Molecular clock integration of brown adipose tissue formation and function.

The circadian clock is an essential time-keeping mechanism that entrains internal physiology to environmental cues. Despite the well-established link between the molecular clock and metabolic homeostasis, an intimate interplay between the clock machinery and the metabolically active brown adipose tissue (BAT) is only emerging. Recently, we came to appreciate that the formation and metabolic functions of BAT, a key organ for body temperature maintenance, are under an orchestrated circadian clock regulation.

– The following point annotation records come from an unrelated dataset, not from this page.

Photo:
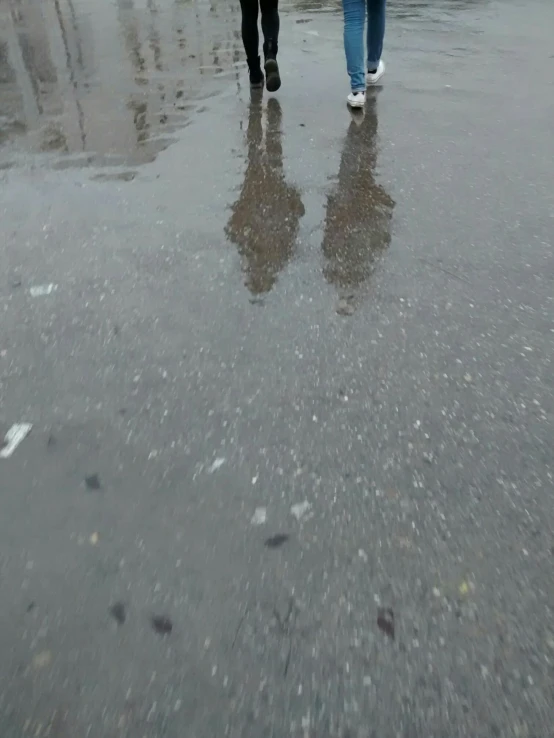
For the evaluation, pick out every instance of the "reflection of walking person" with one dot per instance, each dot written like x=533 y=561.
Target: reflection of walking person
x=250 y=39
x=265 y=218
x=359 y=211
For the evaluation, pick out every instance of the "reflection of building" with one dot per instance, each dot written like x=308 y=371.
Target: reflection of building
x=112 y=77
x=265 y=219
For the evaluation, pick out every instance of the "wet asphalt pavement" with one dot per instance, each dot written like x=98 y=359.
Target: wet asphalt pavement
x=289 y=373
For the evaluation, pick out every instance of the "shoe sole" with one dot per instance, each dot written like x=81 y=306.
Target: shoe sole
x=272 y=77
x=375 y=80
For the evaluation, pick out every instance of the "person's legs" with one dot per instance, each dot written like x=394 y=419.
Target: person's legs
x=250 y=39
x=354 y=17
x=270 y=29
x=375 y=32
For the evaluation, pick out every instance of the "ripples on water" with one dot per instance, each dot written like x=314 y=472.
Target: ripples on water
x=111 y=82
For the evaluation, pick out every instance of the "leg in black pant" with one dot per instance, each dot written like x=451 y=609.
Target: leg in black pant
x=250 y=39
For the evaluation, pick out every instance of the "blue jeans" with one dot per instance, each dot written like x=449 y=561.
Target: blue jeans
x=354 y=21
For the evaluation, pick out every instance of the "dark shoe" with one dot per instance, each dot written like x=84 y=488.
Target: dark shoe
x=256 y=74
x=272 y=76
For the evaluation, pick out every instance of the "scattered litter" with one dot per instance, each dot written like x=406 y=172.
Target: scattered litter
x=161 y=624
x=276 y=541
x=13 y=438
x=218 y=463
x=118 y=613
x=93 y=482
x=41 y=290
x=260 y=516
x=385 y=621
x=42 y=660
x=300 y=510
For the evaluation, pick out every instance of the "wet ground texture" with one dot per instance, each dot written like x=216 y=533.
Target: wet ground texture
x=289 y=375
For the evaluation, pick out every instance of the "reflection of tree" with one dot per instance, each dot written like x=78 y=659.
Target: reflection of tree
x=265 y=218
x=359 y=211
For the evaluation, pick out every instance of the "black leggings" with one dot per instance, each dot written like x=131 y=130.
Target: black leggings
x=270 y=27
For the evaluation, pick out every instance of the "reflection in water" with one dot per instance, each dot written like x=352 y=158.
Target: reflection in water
x=113 y=79
x=265 y=219
x=359 y=211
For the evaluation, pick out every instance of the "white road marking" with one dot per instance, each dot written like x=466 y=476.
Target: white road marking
x=218 y=463
x=13 y=438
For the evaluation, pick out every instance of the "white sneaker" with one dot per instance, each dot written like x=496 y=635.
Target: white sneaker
x=356 y=99
x=373 y=77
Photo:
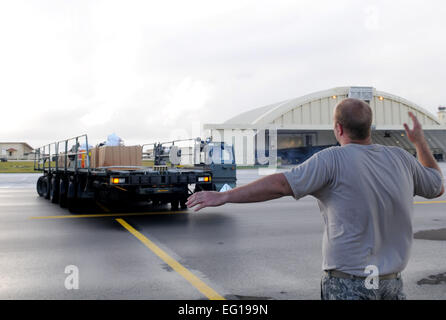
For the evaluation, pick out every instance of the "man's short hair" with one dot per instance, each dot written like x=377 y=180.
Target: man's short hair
x=355 y=116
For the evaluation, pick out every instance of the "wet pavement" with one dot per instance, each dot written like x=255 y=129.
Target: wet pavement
x=268 y=250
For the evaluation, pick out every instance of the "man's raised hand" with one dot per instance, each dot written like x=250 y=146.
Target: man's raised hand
x=415 y=135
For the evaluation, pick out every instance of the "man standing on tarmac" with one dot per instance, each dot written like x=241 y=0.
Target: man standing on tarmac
x=365 y=193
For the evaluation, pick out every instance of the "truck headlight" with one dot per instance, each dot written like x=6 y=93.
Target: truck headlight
x=117 y=180
x=204 y=179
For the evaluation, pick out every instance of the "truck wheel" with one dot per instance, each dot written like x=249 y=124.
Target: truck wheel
x=63 y=193
x=39 y=186
x=174 y=204
x=54 y=193
x=46 y=187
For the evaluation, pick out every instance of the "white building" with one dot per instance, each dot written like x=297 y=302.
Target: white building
x=305 y=125
x=16 y=150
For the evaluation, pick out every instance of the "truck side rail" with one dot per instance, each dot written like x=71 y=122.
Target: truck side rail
x=49 y=157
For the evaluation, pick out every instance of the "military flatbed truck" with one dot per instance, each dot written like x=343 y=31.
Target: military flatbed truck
x=68 y=179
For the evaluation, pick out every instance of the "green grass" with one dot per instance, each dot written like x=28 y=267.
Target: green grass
x=17 y=167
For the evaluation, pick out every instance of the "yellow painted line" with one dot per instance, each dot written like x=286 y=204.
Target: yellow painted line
x=175 y=265
x=103 y=215
x=428 y=202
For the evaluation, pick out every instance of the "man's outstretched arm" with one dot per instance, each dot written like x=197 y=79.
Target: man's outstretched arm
x=267 y=188
x=416 y=136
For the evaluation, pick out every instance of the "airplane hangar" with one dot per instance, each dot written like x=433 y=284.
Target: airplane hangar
x=304 y=125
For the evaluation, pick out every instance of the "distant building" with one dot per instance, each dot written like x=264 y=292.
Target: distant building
x=304 y=125
x=16 y=151
x=442 y=114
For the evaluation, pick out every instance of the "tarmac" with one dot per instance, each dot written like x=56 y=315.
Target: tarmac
x=269 y=250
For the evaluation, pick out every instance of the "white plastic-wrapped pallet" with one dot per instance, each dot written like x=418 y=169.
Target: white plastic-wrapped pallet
x=114 y=140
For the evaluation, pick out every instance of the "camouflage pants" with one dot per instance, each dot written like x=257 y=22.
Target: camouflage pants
x=333 y=288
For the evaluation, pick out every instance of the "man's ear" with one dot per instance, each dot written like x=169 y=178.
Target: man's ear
x=339 y=129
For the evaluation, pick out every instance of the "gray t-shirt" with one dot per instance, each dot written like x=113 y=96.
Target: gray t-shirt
x=365 y=194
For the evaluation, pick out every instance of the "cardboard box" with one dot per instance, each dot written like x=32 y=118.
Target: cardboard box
x=121 y=156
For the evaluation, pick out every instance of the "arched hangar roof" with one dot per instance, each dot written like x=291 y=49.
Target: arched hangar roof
x=317 y=109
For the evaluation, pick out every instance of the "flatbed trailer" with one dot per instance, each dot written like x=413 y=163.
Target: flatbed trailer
x=68 y=179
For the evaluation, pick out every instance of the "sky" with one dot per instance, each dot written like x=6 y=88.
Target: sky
x=154 y=70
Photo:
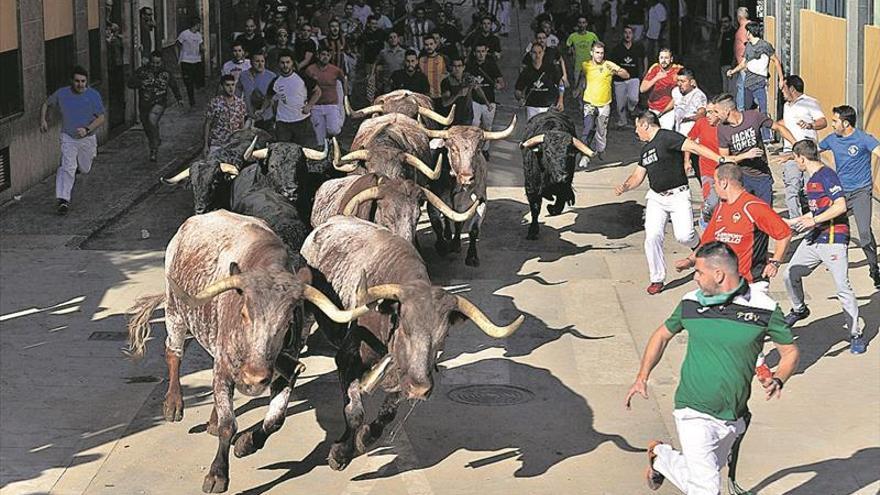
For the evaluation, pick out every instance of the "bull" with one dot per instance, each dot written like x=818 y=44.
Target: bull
x=549 y=154
x=395 y=346
x=402 y=101
x=390 y=202
x=469 y=171
x=228 y=285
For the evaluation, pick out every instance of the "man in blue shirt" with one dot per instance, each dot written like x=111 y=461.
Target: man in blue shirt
x=825 y=243
x=82 y=112
x=852 y=149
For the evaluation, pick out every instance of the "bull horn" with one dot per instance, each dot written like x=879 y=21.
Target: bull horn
x=228 y=168
x=482 y=321
x=368 y=194
x=436 y=117
x=582 y=146
x=446 y=210
x=374 y=376
x=208 y=293
x=419 y=165
x=249 y=153
x=323 y=303
x=352 y=157
x=495 y=135
x=316 y=155
x=533 y=141
x=177 y=178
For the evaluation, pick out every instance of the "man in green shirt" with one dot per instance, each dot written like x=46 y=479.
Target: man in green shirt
x=579 y=45
x=726 y=322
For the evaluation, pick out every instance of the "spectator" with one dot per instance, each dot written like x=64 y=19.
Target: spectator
x=579 y=45
x=82 y=112
x=488 y=77
x=537 y=85
x=251 y=39
x=238 y=63
x=630 y=56
x=295 y=95
x=433 y=65
x=853 y=149
x=390 y=60
x=153 y=82
x=659 y=81
x=190 y=47
x=253 y=86
x=410 y=77
x=226 y=114
x=326 y=118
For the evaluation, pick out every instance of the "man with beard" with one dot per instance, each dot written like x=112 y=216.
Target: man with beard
x=410 y=77
x=326 y=118
x=433 y=65
x=537 y=86
x=153 y=82
x=630 y=56
x=295 y=96
x=253 y=85
x=659 y=81
x=488 y=78
x=251 y=40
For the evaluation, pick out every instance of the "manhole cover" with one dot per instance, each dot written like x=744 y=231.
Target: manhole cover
x=490 y=395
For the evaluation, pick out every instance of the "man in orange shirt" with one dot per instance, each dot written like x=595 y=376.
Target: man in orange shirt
x=659 y=81
x=745 y=223
x=433 y=66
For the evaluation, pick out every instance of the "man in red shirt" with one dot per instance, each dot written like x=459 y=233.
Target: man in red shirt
x=705 y=132
x=659 y=81
x=745 y=223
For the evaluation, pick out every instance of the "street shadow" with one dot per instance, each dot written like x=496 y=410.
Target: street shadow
x=829 y=475
x=503 y=432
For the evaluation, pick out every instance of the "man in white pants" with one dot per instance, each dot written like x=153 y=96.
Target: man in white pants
x=82 y=112
x=727 y=321
x=662 y=161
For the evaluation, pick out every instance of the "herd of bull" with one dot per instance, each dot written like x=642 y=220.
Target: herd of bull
x=283 y=234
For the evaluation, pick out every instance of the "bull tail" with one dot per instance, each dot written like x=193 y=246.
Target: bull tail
x=139 y=325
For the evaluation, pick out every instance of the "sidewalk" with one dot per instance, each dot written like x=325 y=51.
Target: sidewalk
x=121 y=175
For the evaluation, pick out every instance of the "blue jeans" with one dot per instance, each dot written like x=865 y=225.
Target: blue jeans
x=758 y=96
x=760 y=185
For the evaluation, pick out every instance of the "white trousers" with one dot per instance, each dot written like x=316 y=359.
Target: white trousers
x=483 y=118
x=76 y=154
x=326 y=122
x=532 y=111
x=658 y=210
x=705 y=445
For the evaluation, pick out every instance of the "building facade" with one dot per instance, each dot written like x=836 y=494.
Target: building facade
x=41 y=41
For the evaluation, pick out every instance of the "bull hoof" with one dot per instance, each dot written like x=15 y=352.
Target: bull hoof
x=245 y=445
x=533 y=232
x=339 y=457
x=172 y=408
x=215 y=483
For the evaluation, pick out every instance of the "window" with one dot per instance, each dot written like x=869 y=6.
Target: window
x=60 y=59
x=12 y=97
x=836 y=8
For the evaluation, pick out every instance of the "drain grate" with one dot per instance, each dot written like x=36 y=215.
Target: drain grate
x=490 y=395
x=108 y=336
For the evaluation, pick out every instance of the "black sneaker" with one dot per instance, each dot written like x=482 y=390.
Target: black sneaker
x=794 y=316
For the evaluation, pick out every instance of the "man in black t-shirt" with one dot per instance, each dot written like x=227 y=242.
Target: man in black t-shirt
x=629 y=55
x=488 y=78
x=662 y=161
x=410 y=77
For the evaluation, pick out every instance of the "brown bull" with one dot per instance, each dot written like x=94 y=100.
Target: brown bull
x=242 y=313
x=399 y=343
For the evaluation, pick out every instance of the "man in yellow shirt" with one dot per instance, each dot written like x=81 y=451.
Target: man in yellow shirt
x=596 y=81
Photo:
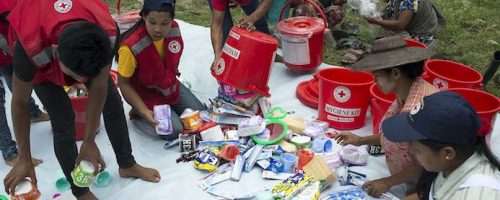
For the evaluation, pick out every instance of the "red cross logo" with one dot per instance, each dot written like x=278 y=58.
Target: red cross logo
x=342 y=94
x=440 y=84
x=63 y=6
x=174 y=46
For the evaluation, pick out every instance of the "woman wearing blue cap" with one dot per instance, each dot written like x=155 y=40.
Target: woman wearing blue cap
x=441 y=131
x=148 y=61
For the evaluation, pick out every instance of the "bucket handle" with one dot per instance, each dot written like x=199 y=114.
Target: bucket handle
x=307 y=1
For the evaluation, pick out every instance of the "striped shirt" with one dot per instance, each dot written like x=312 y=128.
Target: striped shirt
x=449 y=187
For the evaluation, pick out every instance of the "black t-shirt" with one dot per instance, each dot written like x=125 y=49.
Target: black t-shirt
x=25 y=70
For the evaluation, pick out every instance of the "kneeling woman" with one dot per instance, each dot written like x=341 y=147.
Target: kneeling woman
x=148 y=61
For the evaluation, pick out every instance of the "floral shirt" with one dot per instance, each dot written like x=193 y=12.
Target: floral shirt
x=390 y=8
x=397 y=153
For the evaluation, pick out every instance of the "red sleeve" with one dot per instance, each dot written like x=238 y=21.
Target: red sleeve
x=220 y=5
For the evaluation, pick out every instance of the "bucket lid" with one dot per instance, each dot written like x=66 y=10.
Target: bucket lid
x=301 y=25
x=305 y=96
x=236 y=32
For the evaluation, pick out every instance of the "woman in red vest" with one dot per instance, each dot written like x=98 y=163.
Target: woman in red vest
x=64 y=43
x=148 y=65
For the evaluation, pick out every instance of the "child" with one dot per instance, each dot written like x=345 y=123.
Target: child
x=441 y=130
x=148 y=65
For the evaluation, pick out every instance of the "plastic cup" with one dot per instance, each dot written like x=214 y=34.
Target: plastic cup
x=62 y=184
x=25 y=190
x=289 y=161
x=83 y=174
x=305 y=155
x=321 y=145
x=103 y=179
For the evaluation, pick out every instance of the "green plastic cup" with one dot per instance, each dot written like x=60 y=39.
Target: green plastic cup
x=103 y=179
x=83 y=175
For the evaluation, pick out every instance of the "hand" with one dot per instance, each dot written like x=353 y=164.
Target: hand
x=297 y=2
x=149 y=117
x=247 y=22
x=22 y=169
x=82 y=87
x=371 y=20
x=376 y=188
x=90 y=152
x=345 y=138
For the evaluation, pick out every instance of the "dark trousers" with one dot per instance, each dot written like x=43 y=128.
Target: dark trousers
x=260 y=24
x=62 y=118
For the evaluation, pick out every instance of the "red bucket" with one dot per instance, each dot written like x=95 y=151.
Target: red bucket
x=80 y=108
x=302 y=40
x=445 y=74
x=343 y=97
x=246 y=60
x=379 y=104
x=485 y=104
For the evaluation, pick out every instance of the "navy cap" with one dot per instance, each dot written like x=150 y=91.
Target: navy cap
x=443 y=117
x=156 y=4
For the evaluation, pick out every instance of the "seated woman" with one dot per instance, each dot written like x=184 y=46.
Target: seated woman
x=441 y=131
x=420 y=18
x=148 y=61
x=399 y=75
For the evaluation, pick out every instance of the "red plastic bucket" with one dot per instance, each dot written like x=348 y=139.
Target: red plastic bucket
x=379 y=104
x=80 y=108
x=485 y=104
x=343 y=97
x=445 y=74
x=302 y=39
x=246 y=60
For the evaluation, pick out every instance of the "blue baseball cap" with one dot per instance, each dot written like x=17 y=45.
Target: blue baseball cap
x=444 y=117
x=157 y=4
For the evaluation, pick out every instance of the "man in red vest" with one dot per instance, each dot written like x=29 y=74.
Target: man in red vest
x=62 y=43
x=7 y=146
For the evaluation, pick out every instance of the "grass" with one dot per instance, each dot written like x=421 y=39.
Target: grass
x=470 y=37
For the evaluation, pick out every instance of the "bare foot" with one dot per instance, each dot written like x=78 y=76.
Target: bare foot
x=40 y=118
x=138 y=171
x=88 y=196
x=12 y=162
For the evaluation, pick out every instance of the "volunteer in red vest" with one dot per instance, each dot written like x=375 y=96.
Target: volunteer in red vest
x=254 y=19
x=65 y=43
x=148 y=63
x=7 y=146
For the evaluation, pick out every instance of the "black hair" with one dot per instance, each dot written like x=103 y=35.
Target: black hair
x=3 y=17
x=411 y=70
x=462 y=151
x=84 y=48
x=169 y=8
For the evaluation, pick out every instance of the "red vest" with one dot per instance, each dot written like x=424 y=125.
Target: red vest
x=38 y=24
x=5 y=51
x=155 y=79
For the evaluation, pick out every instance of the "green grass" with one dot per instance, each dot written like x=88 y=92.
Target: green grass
x=470 y=37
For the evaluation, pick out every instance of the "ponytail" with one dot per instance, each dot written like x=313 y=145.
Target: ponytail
x=483 y=148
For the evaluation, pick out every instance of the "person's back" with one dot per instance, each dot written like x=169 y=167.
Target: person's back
x=442 y=133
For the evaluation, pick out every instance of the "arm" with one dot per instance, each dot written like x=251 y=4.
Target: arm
x=216 y=33
x=375 y=188
x=248 y=21
x=132 y=98
x=400 y=24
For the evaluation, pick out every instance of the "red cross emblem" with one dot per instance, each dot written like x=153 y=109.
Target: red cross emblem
x=174 y=46
x=342 y=94
x=63 y=6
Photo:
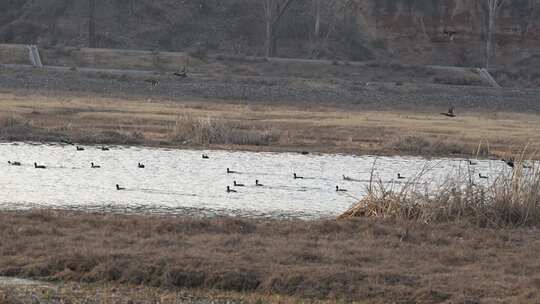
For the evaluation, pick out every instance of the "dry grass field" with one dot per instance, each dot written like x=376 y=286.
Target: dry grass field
x=369 y=261
x=219 y=124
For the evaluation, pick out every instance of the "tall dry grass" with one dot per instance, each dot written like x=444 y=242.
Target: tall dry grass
x=506 y=200
x=203 y=131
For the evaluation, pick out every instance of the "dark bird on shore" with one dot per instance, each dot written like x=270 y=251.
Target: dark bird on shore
x=39 y=166
x=238 y=184
x=450 y=113
x=509 y=162
x=182 y=73
x=153 y=82
x=450 y=34
x=338 y=189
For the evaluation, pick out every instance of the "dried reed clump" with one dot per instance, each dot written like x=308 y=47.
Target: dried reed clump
x=426 y=146
x=507 y=200
x=196 y=130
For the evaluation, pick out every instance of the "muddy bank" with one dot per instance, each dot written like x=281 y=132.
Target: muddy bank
x=251 y=89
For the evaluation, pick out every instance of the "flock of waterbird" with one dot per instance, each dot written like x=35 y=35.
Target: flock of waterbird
x=229 y=189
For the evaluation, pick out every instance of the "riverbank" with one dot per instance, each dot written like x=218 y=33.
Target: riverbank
x=27 y=115
x=366 y=260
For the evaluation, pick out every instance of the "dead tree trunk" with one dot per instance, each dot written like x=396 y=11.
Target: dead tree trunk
x=273 y=11
x=493 y=7
x=91 y=23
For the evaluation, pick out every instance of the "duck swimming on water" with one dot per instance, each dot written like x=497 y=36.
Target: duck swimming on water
x=338 y=189
x=39 y=166
x=509 y=162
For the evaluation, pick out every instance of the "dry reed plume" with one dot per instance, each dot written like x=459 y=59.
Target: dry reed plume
x=509 y=199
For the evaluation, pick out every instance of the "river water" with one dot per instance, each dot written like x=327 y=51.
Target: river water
x=182 y=182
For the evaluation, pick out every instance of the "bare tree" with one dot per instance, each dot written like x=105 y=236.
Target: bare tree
x=316 y=33
x=493 y=8
x=91 y=23
x=273 y=12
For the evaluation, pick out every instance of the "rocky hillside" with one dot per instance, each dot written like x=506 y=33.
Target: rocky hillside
x=449 y=32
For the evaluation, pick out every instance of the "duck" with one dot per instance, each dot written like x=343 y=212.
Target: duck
x=238 y=184
x=181 y=73
x=39 y=166
x=338 y=189
x=450 y=112
x=509 y=162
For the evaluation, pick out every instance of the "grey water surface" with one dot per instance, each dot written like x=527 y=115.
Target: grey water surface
x=182 y=182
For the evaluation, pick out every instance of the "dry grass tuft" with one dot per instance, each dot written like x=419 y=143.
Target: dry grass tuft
x=204 y=131
x=422 y=145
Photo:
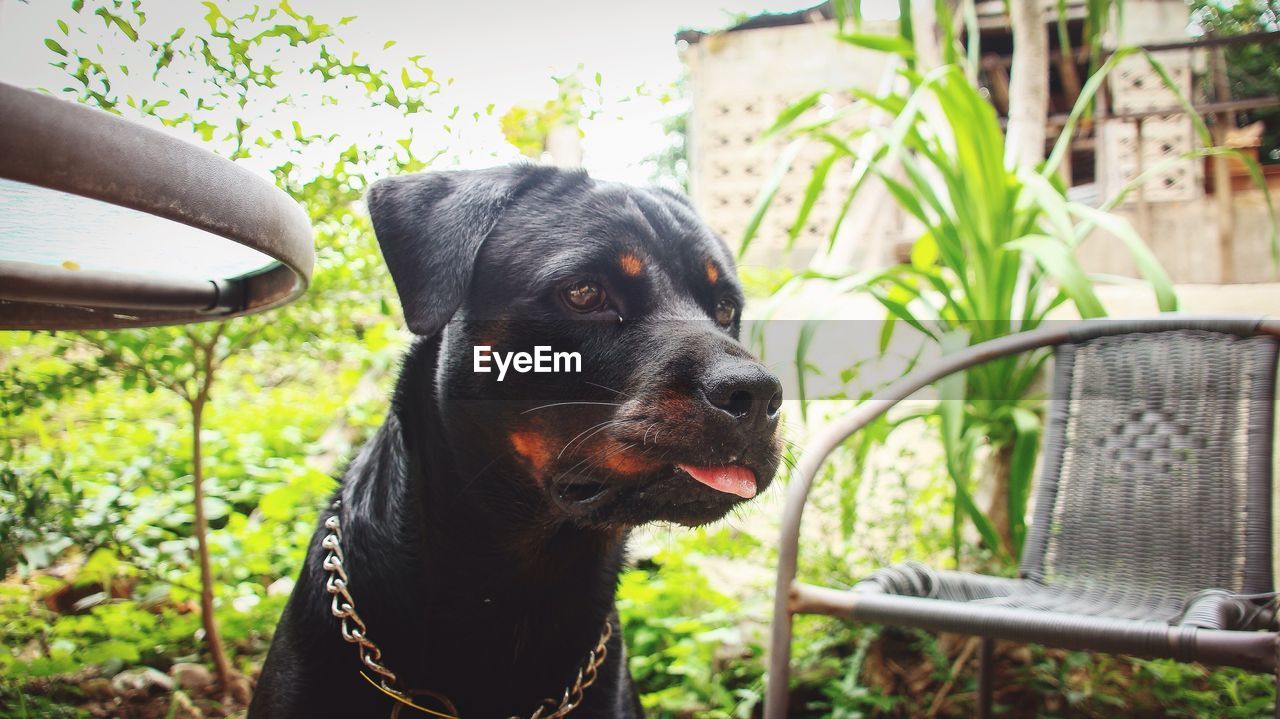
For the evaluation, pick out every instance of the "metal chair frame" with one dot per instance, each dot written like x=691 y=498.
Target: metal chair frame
x=1256 y=650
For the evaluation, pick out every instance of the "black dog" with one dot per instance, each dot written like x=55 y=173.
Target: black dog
x=483 y=527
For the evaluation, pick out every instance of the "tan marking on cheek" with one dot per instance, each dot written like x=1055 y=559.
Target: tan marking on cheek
x=631 y=265
x=533 y=448
x=629 y=463
x=613 y=457
x=712 y=273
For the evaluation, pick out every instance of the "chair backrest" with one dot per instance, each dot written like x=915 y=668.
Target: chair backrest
x=1157 y=462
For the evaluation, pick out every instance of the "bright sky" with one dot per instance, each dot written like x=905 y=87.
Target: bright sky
x=499 y=51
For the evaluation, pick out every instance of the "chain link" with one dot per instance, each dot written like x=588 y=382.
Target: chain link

Two complementary studies from our group uncover that the cell-intrinsic clock machinery exerts concerted control of brown adipogenesis with consequent impacts on adaptive thermogenesis, which adds a previously unappreciated temporal dimension to the regulatory mechanisms governing BAT development and function. The essential clock transcriptional activator, Bmal1, suppresses adipocyte lineage commitment and differentiation, whereas the clock repressor, Rev-erbα, promotes these processes. This newly discovered temporal mechanism in fine-tuning BAT thermogenic capacity may enable energy utilization and body temperature regulation in accordance with external timing signals during development and functional recruitment. Given the important role of BAT in whole-body metabolic homeostasis, pharmacological interventions targeting the BAT-modulatory activities of the clock circuit may offer new avenues for the prevention and treatment of metabolic disorders, particularly those associated with circadian dysregulation.

Introduction

The circadian clock is the overt ∼24 hour daily rhythm in physiology and behavior that evolved to respond to Earth's rotation. This evolutionarily-conserved mechanism that synchronizes diverse internal biological processes with environmental timing cues ensures organismal adaptation, fitness and survival.

The circadian clock system is comprised of a hierarchal structure. The central clock, residing in the suprachiasmatic nuclei (SCN) in hypothalamus, receives light input originating from retina through the retino-hypothalamic tract and entrains peripheral tissue clocks. Peripheral clocks are self-sustaining clock mechanisms that exist in nearly all tissue/cell types that are outside of and driven by SCN. In both central and peripheral tissues, the ∼24 hour clock oscillatory cycle is generated by interlocking transcriptional regulatory loops coupled with translational control. Brain and muscle Arnt-like 1 (BMAL1), a basic helix-loop-helix transcription factor, is an essential positive regulator of the core molecular clock loop. Bmal1 forms a heterodimer with CLOCK (Circadian Locomotor Output Cycles Kaput), which recognizes conserved E-box (CACGTG) or tandem E1-E2 elements to elicit target gene transcription. BMAL1/CLOCK direct targets include negative regulators of the core clock circuit, the Period genes (Per1, 2 and 3) and the Cryptochromes (Cry1 and 2). These factors inhibit the transcriptional activity of BMAL1/CLOCK, which, coupled with temporally-controlled proteosome-mediated degradation mechanisms, generates the daily oscillations of the molecular clock. In addition, an intricate BMAL1-Rev-erbα/β transcriptional negative feedback loop forms a reinforcing mechanism that safeguards the robustness of the clock circuitry. Rev-erbα/β are both direct target genes, and potent repressors of Bmal1 that participates its negative feedback regulation. Together with positive transcriptional regulation by retinoid acid receptor-related orphan receptor (RORα,β,γ), Rev-erbs/RORs generates the rhythmic oscillation of Bmal1 gene transcription.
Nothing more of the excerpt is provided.